日本人と比べて、フィリピン人のエンジニアは「勉強に飢えている」(野口氏)という。日本は書籍やネットなどでゲーム開発に関する情報を手に入れやすい。一方でフィリピンには、他人に教育できるベテランの開発者が少ないためそうした情報源が不足しており、また勉強の仕方自体を知らないエンジニアもいるという。向上心はあってもそれを活かす方法が分からない状況だそうだ。

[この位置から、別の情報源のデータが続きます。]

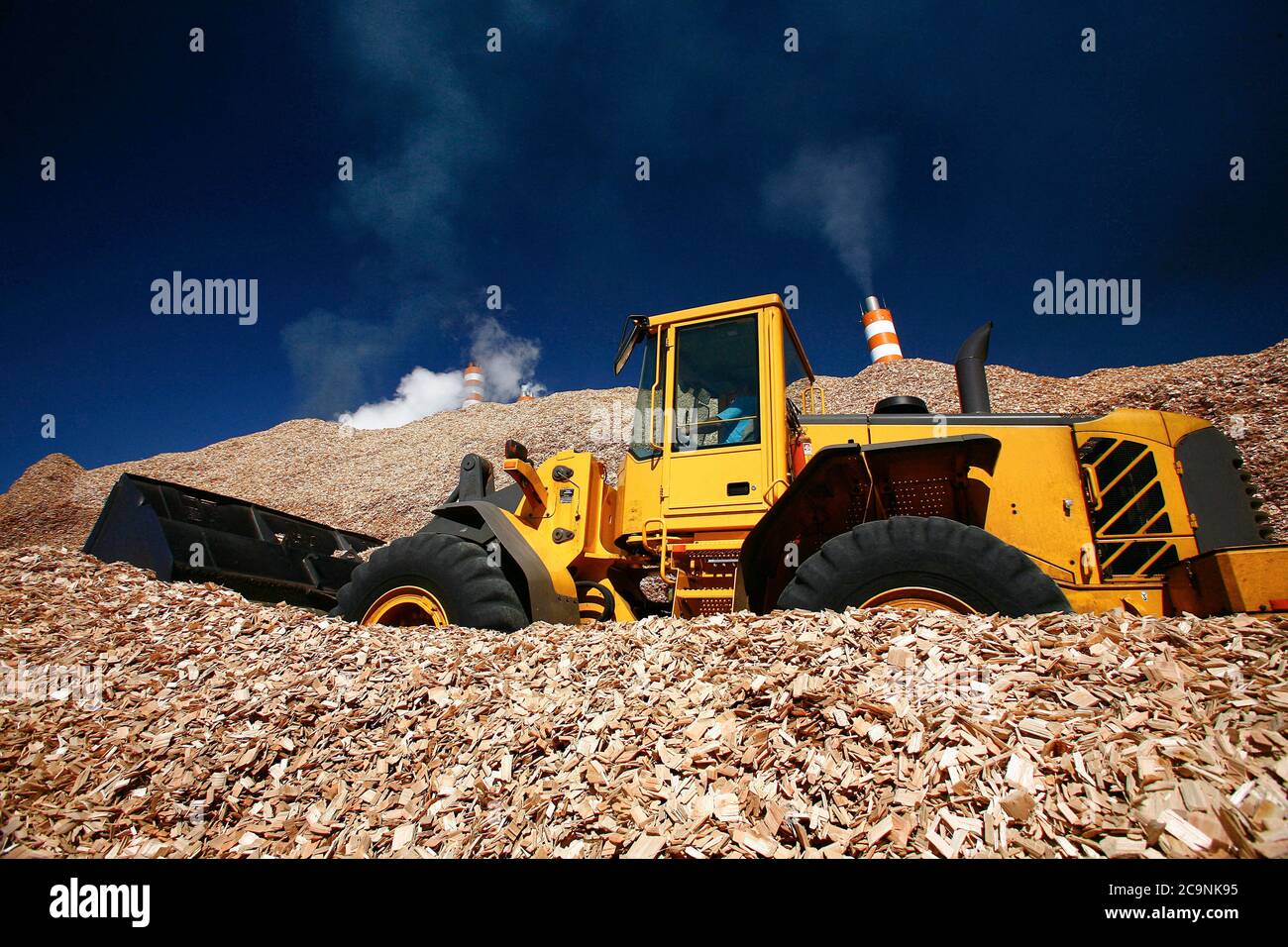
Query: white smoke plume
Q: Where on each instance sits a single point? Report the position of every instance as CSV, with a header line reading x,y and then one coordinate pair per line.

だからこそ、「スポンジのように吸収する」とも野口氏は語る。教育係のエンジニアの指導は素直に受け入れ、さらに“会社”よりも“人”に愛着が湧いて、その人に付くようになるそうだ。そうした現地採用スタッフを結束させようとする場合、現地採用の「中間管理職」スタッフの存在も重要になってくる。ここで難しいのは、会社の事業に関する売り上げなど具体的な金額について、彼らに対して全ては明かせないことだという。なぜなら、日本人とリビングコストが異なる現地採用スタッフに対して情報を開示することは、時として彼らの士気低下を招くことがあるからだそうだ。
そこで同社では、スタッフには会社のビジョンと目的を伝えて、共感を持ってもらうようにしているという。また、フィリピンの企業には年功序列の制度が残っているところがあるが、Cyscorpionsではそれを一切排除し、優秀な人材に機会と責任を与えるようにしている。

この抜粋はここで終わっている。